“Big Brother is watching you.” That’s a line from the dystopian classic 1984, but it’s also far closer to reality than most Americans realize. No, there’s not some totalitarian government spy in a trench coat following you, but you are being watched — not by a dictator, but by a handful of companies that make big bucks aggregating tiny scraps of information about you and putting the puzzle pieces together to build your digital profile. Eight lawmakers are demanding that these companies crack open their vaults so Congress can see what they’re compiling about us and what they’re doing with it.
Right now, this multibillion-dollar industry is largely unregulated. A New York Times article earlier this year about a data-mining company prompted the two co-chairs of the Bipartisan Congressional Privacy Caucus and six other Congress members to send a letter to nine companies that collect personal data. They’ve asked these corporations where they get their data, how they slice and dice it, and to whom they sell and share it.
“By combining data from numerous offline and online sources, data brokers have developed hidden dossiers on almost every U.S. consumer,” the letter says. “This large scale aggregation of the personal information of hundreds of millions of American citizens raises a number of serious privacy concerns.”
Information is currency, but we tend to forget that. The way we blindly click “okay” on privacy policies, geolocate where we want to eat and play games with our friends on mobile apps to kill time, we’re basically putting it all on the table. The explosion of social media and the use of Facebook as a log-in for everything from news sites to online retailers gives data companies a much deeper peek into your personal life and tells them much more about your likes, preferences and habits.
“It tends to be extraordinarily intrusive,” says Joel Reidenberg, director of the Center on Law and Information Policy at the Fordham University School of Law. “They’ll pick out seemingly innocuous information.

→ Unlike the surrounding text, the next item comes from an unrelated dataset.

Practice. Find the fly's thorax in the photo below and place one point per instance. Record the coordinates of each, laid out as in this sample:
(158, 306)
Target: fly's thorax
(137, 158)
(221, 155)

Most people wouldn’t think twice about each individual data point, but you can connect the dots,” he says. The result is profiling — by ethnicity, by age, by education and income level. The company profiled in the Times’ article has literally dozens of profiles of types of people.
And after we give our information away, we have no idea what companies do with it. Unlike credit reporting agencies, which are required to let you see the composite picture of you they’ve created with the data they mine and organize, data companies keep their vast virtual warehouses under lock and key.

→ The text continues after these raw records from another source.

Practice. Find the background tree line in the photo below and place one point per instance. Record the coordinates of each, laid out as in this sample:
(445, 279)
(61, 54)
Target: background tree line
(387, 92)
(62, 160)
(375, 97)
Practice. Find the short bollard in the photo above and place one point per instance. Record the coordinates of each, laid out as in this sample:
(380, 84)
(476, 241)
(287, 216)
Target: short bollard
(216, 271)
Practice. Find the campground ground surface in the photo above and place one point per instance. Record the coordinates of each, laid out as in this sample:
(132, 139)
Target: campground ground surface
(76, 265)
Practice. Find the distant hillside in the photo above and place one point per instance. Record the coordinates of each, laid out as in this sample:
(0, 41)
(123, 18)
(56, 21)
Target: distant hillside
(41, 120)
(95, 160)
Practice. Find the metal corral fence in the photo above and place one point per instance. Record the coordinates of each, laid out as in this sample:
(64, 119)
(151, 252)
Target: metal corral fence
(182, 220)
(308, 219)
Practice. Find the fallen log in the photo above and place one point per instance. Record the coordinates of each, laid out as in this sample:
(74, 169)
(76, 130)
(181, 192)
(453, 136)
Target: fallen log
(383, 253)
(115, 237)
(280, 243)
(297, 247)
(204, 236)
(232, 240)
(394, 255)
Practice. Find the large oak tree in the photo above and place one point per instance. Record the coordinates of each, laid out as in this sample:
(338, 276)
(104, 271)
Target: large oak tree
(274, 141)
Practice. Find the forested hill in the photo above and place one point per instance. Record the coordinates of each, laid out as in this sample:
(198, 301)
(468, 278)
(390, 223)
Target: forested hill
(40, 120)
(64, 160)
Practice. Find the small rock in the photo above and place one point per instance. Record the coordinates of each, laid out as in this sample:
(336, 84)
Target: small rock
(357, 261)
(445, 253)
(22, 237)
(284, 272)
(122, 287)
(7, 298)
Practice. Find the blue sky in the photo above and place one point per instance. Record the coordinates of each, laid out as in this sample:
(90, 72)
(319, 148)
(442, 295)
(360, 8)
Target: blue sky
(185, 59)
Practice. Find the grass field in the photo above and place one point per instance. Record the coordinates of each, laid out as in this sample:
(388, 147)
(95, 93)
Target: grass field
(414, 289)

Most of the time, this information is used to sell you stuff. This has the potential to be sneaky — if it knows enough about you, a company can figure out what type of ad is most likely to sway you — but a lot of it isn’t inherently bad and might be helpful. If I’m searching for a place to stay in New York City, for instance, and an ad for a hotel pops up on a news site I’m visiting two days later with a discount offer, this could be useful.
But that’s not what concerns lawmakers and privacy experts. They worry that people’s virtual selves could get them written off as undesirable, whether the depiction is correct or not. There’s also the question of accuracy in general. Some consumer groups estimate that up to 25% of credit reports have errors, and those errors can lead to difficulty getting a loan or other type of credit. Without any way to look at our consumer profiles, people have no idea what marketers and other interested parties see and how they’re judging us.
“Outside the United States, most foreign countries grant a legal right for people to access personal info held by third parties,” says Reidenberg. He says this Congressional inquiry is a good start toward establishing some rules about data transparency and disclosure in this country. The letter sent by lawmakers gives the nine companies three weeks to respond. Depending on how forthcoming they are — and they might not be; this committee doesn’t have subpoena power — Americans could get a potentially eye-opening look at how corporate America views each of us.